One need look no further than the cast of the 1970's sitcom Diff'rent Strokes as an example, where Dana Plato went from TV star to robbing convenience stores before her untimely death in 1999 at the age of 34. She wasn't alone. Her co-star Todd Bridges battled a crack cocaine addiction in his twenties, and the other child co-star Gary Coleman, struggled financially later in life. In 1989, he successfully sued his parents and business adviser over misappropriation of his assets, only to declare bankruptcy a decade later. Unfortunately, Gary Coleman died in 2010 at age 42. But Coleman was also parodied in the Broadway show Avenue Q, which won the 2004 Tony Award for Best Musical, and a character presented as Gary Coleman in the show works as the superintendent of the apartment complex where the musical takes place. In the song "It Sucks to Be Me", he laments his fate. Initially, the producers intended for Coleman to play himself, but he never showed up to the meeting with them, and subsequently threatened to sue them, although the lawsuit never materialized. Given the track record of child-stars-gone-bad personified by the cast of Diff'rent Strokes, the fact that Danny Pintauro left show business should be viewed positively.
As for the others in the cast, former child castmate and on-screen pseudo-sister Alyssa Milano is, perhaps due to her age, been one of the more active cast members still working on-screen (aside from Judith Light), but her work has also been more limited by comparison, consisting of a number of made-for-television movies, guest-star appearances, occasional TV celebrity game-show and daytime talk-show appearances, as well as a few television commercials.

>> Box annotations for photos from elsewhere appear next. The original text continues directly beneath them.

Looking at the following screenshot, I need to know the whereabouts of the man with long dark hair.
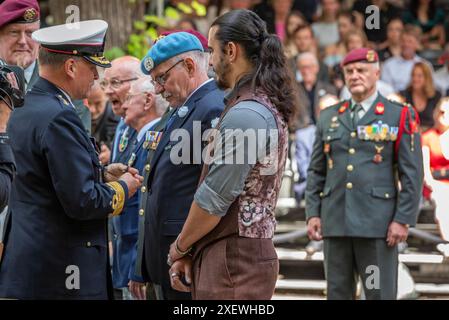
[167,10,296,299]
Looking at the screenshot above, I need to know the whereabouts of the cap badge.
[144,57,154,72]
[153,34,166,45]
[366,50,376,62]
[374,102,385,114]
[23,8,37,22]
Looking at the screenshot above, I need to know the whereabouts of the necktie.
[352,103,363,128]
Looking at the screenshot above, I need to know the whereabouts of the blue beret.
[140,32,204,74]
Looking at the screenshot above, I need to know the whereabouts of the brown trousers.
[192,235,279,300]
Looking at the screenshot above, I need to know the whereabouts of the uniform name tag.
[357,121,399,141]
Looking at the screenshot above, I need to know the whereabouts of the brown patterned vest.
[194,86,288,257]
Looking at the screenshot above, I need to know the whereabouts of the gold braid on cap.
[106,181,125,216]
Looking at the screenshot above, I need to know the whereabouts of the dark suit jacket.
[298,81,337,124]
[142,81,224,298]
[92,101,120,149]
[111,128,156,288]
[0,78,127,299]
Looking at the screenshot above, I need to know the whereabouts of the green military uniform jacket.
[306,94,423,238]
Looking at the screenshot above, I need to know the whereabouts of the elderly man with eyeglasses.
[136,32,224,300]
[111,77,168,300]
[100,56,142,164]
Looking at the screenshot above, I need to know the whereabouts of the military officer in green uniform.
[306,48,423,299]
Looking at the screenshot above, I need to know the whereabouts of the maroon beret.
[0,0,40,28]
[341,48,379,66]
[161,29,209,52]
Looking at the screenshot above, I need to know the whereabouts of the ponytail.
[211,10,299,128]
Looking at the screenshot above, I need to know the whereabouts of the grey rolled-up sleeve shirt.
[194,101,277,217]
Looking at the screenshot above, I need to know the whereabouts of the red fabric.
[394,107,419,159]
[0,0,40,28]
[422,128,449,199]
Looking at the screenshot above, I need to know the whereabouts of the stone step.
[275,279,449,299]
[276,247,442,265]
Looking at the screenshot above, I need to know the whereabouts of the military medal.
[373,145,384,164]
[143,131,162,150]
[128,152,136,167]
[331,116,340,128]
[118,127,129,152]
[338,101,349,114]
[323,143,334,169]
[323,143,331,154]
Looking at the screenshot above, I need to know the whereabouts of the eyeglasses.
[125,92,146,104]
[151,59,184,86]
[100,78,138,90]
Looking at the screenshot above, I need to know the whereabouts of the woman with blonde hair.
[422,97,449,256]
[400,62,441,132]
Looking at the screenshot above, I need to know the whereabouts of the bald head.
[102,56,143,117]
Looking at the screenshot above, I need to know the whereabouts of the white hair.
[296,52,320,66]
[133,76,168,117]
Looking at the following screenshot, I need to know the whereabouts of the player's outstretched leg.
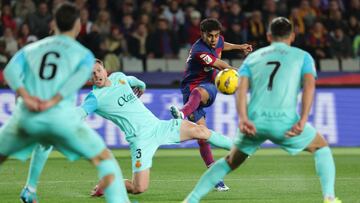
[184,148,248,203]
[91,149,130,203]
[307,134,341,203]
[170,88,201,119]
[20,144,52,203]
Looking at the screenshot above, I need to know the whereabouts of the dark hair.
[55,3,80,32]
[270,17,293,38]
[95,58,104,67]
[200,18,222,32]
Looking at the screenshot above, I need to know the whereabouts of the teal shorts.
[130,119,182,173]
[234,121,316,155]
[0,107,106,160]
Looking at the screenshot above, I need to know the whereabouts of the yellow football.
[215,69,239,94]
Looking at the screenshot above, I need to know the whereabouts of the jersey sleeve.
[59,51,95,98]
[126,76,146,90]
[4,50,26,91]
[238,56,251,78]
[194,52,216,66]
[81,92,98,115]
[301,53,317,78]
[218,35,225,50]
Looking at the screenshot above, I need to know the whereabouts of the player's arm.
[213,59,237,70]
[77,92,98,119]
[4,50,40,111]
[300,73,315,124]
[41,52,95,110]
[223,42,253,55]
[126,76,146,98]
[286,53,317,137]
[195,52,236,70]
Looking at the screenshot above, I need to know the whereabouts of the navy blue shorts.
[181,83,217,122]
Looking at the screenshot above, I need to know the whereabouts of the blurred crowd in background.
[0,0,360,72]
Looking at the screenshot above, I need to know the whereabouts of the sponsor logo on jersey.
[118,93,136,106]
[200,54,213,64]
[135,160,141,168]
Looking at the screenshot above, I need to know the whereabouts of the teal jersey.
[82,72,159,141]
[4,35,95,106]
[239,42,316,120]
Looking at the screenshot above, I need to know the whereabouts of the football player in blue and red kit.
[170,18,252,191]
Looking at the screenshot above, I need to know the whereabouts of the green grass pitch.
[0,148,360,203]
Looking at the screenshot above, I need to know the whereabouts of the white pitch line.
[0,177,360,185]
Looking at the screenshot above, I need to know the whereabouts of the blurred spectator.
[128,23,149,60]
[163,0,185,32]
[74,0,87,10]
[78,8,93,38]
[262,0,277,22]
[147,18,179,58]
[104,27,127,55]
[306,21,330,67]
[346,0,360,21]
[201,0,220,17]
[223,20,246,59]
[299,0,316,27]
[330,28,352,59]
[120,14,135,38]
[1,4,16,32]
[347,15,360,40]
[0,39,9,70]
[186,10,201,46]
[17,23,37,49]
[226,2,247,30]
[0,27,18,56]
[310,0,324,18]
[292,25,306,49]
[94,10,112,36]
[353,34,360,59]
[325,10,347,32]
[26,1,52,39]
[248,10,267,48]
[14,0,35,25]
[289,8,305,34]
[81,24,105,59]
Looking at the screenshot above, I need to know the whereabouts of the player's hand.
[132,87,145,98]
[285,120,306,137]
[39,94,62,111]
[240,44,253,55]
[239,120,256,137]
[23,96,41,112]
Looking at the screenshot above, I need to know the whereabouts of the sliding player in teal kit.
[184,17,341,203]
[22,60,232,196]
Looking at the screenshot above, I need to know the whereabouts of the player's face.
[201,30,220,48]
[91,63,107,87]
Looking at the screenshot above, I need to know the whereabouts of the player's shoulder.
[191,39,209,54]
[109,71,126,80]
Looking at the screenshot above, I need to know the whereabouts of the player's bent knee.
[0,154,7,164]
[133,185,148,194]
[305,133,329,153]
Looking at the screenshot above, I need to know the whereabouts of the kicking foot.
[20,187,38,203]
[170,106,185,119]
[215,181,230,192]
[90,185,104,197]
[324,198,342,203]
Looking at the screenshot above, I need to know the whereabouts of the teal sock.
[186,158,231,203]
[26,144,52,190]
[207,130,233,150]
[314,147,335,197]
[96,158,130,203]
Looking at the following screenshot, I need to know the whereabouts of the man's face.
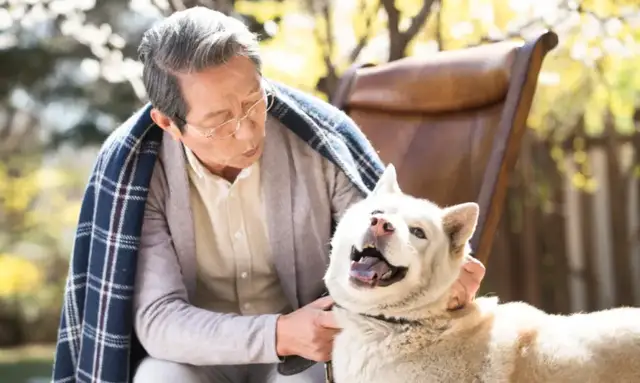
[152,56,267,173]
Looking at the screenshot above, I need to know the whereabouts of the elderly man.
[54,8,484,383]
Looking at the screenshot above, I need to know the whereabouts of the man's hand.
[447,255,486,310]
[276,297,340,362]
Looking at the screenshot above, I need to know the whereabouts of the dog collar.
[333,303,420,326]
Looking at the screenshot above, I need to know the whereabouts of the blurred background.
[0,0,640,383]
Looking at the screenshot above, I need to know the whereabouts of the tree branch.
[402,0,436,42]
[349,0,381,63]
[380,0,400,38]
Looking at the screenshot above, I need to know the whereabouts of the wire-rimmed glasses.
[176,86,273,140]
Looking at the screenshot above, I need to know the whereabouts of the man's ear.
[151,108,182,141]
[442,202,480,254]
[371,164,402,196]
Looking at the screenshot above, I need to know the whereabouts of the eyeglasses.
[176,90,273,140]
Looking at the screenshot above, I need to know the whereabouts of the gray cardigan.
[134,118,363,365]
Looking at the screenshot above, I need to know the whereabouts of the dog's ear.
[371,164,402,196]
[442,202,480,255]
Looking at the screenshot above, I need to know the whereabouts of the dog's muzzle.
[349,244,407,287]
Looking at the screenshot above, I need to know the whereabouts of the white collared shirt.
[185,147,290,315]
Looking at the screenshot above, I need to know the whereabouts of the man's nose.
[371,216,395,237]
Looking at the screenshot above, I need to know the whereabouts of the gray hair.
[138,7,262,129]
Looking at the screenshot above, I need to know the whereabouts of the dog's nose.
[371,217,396,237]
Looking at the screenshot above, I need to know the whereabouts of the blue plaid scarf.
[53,84,383,383]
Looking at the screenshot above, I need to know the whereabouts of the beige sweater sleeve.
[133,167,279,365]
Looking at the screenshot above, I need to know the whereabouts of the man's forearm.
[135,300,279,365]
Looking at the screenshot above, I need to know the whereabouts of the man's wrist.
[275,314,291,362]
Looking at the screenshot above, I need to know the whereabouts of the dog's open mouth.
[349,245,407,287]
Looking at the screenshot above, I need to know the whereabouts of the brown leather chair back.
[332,32,558,263]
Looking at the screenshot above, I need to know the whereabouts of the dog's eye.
[409,226,427,239]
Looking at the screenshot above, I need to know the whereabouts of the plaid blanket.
[53,83,383,383]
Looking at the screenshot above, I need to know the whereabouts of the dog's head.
[324,165,479,318]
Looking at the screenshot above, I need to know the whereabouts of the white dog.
[325,165,640,383]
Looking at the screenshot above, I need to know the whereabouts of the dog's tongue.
[349,257,390,283]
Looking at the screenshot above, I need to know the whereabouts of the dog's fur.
[325,165,640,383]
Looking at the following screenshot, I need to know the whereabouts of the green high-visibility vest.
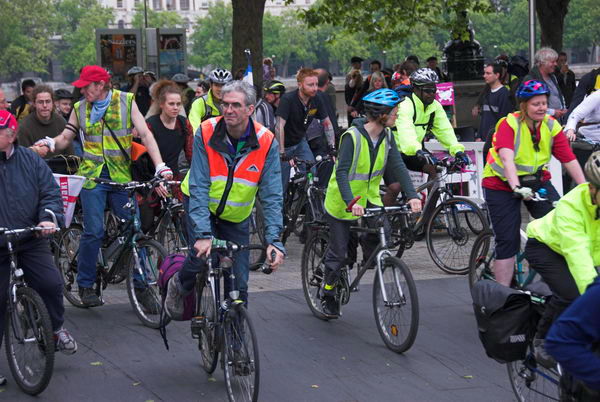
[483,113,562,181]
[74,89,134,189]
[325,127,392,220]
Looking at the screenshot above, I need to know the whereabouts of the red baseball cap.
[0,110,19,131]
[73,66,110,88]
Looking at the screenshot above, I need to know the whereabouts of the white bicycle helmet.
[208,68,233,84]
[410,67,440,86]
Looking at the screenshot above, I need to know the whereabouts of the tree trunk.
[535,0,571,52]
[231,0,266,92]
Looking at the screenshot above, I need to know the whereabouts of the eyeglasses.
[421,87,437,95]
[221,102,245,110]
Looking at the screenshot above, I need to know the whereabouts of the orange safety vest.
[200,116,275,223]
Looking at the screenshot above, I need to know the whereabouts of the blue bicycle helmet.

As already noted, Judith Light has likely had the most active acting career after her work on Who’s the Boss? Having really begun her acting career on Broadway, Judith Light has continued to return to working on the stage, having received several Tony nominations and winning two Tony's (one in 2012 and another in 2013). She's also played in a variety of different television roles since starring on Who's the Boss, including recurring roles on both the NBC's Law & Order: Special Victims Unit, and on ABC's Ugly Betty (for which she was nominated for a Primetime Emmy Award in 2007), and on the short-lived TNT reboot series Dallas. Most recently, she's been starring as Shelly Pfefferman on Amazon's successful series Transparent, for which she received noms for the Golden Globe, Primetime Emmy, and Critics' Choice Television Award.
Although Tony Danza continued to work on television immediately following the conclusion of Who's the Boss?, mostly in made-for-television movies, and he briefly had his own syndicated daytime talk show known as The Tony Danza Show which ran from 1997-1998, as well as various standalone appearances, his work has been considerably less frequent in the past decade, and the consensus is that he is now semi-officially retired now (he may still work in entertainment occasionally, most likely when his agent brings something of interest to his attention).
As for the sitcom Who's the Boss, I think the reunion episode was cute (there had been previous reunions, but the timing seemed right this time around) and the length was right for an environment where short clips seem all the American attention-span can accommodate. Whether the the People/Entertainment Weekly Network releases any others remains to be seen.